Human livers have a remarkable capacity to grow to a larger size after part of it is removed. Liver is the only major human organ that regenerates after removing part of it. This happens at an astonishing pace. By about 2 weeks after removal of part of the liver, most of the regenerative response is complete. The mechanisms involved in liver regeneration are very complex and have not been completely understood. Understanding the mechanisms of liver regeneration is likely to have a major impact on management of certain liver diseases and living donor liver transplantation.

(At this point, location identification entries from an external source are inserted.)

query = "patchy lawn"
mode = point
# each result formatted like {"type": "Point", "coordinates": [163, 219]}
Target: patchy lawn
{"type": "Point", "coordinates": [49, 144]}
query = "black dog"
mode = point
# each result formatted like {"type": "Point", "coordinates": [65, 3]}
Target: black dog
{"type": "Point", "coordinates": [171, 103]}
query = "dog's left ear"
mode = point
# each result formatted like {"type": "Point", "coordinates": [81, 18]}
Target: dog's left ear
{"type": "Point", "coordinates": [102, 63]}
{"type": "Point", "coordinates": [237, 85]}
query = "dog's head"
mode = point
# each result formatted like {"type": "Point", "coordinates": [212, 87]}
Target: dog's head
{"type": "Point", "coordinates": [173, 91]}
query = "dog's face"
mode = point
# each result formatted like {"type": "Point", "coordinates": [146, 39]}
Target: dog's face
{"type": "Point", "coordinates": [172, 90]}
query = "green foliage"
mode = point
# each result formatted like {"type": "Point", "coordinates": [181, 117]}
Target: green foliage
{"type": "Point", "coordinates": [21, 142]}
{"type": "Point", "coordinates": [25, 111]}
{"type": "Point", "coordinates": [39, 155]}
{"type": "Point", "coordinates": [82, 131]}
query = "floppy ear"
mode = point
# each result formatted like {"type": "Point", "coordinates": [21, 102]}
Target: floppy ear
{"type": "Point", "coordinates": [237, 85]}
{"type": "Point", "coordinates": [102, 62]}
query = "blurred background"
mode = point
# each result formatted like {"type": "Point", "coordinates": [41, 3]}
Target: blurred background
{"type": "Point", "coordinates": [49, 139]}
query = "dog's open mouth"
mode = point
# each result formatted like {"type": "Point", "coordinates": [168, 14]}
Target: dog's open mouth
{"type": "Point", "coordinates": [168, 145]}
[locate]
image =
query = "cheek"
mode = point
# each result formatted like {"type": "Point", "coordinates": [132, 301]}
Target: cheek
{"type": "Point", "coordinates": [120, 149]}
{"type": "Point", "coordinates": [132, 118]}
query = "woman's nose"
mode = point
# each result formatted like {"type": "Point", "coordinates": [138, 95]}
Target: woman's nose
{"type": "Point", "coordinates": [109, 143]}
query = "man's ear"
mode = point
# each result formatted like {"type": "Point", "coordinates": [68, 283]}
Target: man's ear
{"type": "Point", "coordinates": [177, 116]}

Let us consider the situation of living donor liver transplantation as an example of why research on liver regeneration is important. Live liver donors donate the right lobe of their liver if they are donating for another adult. If a son is donating for his father or mother, the donor undergoes removal of right lobe of liver commonly. This procedure will remove about 60% of the donor’s liver mass. Idea is to get a liver that is at least 0.8% of body weight of the recipient. If we do the liver transplant operation without this amount of liver, the new liver gets injured by its own blood flow (called portal hyperperfusion), fails to function well, is less likely to regenerate and ultimately likely to result either in loss of the new liver or death of the liver transplant recipient.

Liver Donors

It is interesting to note that live liver donors can recover completely with only 40% remnant liver volume after their operation whereas liver recipients (who have preexisting liver disease) need a larger volume of liver to survive the operation. Understanding liver regeneration by high quality research is likely to result in understanding why a larger size of liver is required by the liver transplant recipient and mechanisms behind injury to new liver if a smaller sized liver is used for transplantation. Currently, though there is some understanding on why these could be happening, the information available is incomplete and does not have wide clinical application.

Further research in this area may allow transplantation of small sized livers successfully into patients who undergo living donor liver transplantation. This will result in increased donor safety as liver donors can donate smaller portions of their liver (say, their left lobe or part of left lobe) and would not run the risk of postoperative liver failure.

Acute Liver Failure

Another liver disease that would greatly benefit by research on liver regeneration is acute liver failure. Here, there is sudden, massive loss of liver cells due to an acute insult. Common causes for acute liver failure include viral hepatitis and paracetamol poisoning. Even though most of the functioning liver cells die in acute liver failure, the basic architecture (framework) of liver is well preserved in this situation (unlike chronic liver disease where the framework is lost completely). Liver transplantation is life saving in acute liver failure as it immediately provides a functioning mass of liver cells. If mechanisms of liver regeneration are better understood, we may be able to induce proliferation of the remaining undamaged liver cells in patients with acute liver failure quickly. If this is achieved, it may be possible to avoid liver transplantation in the management of acute liver failure.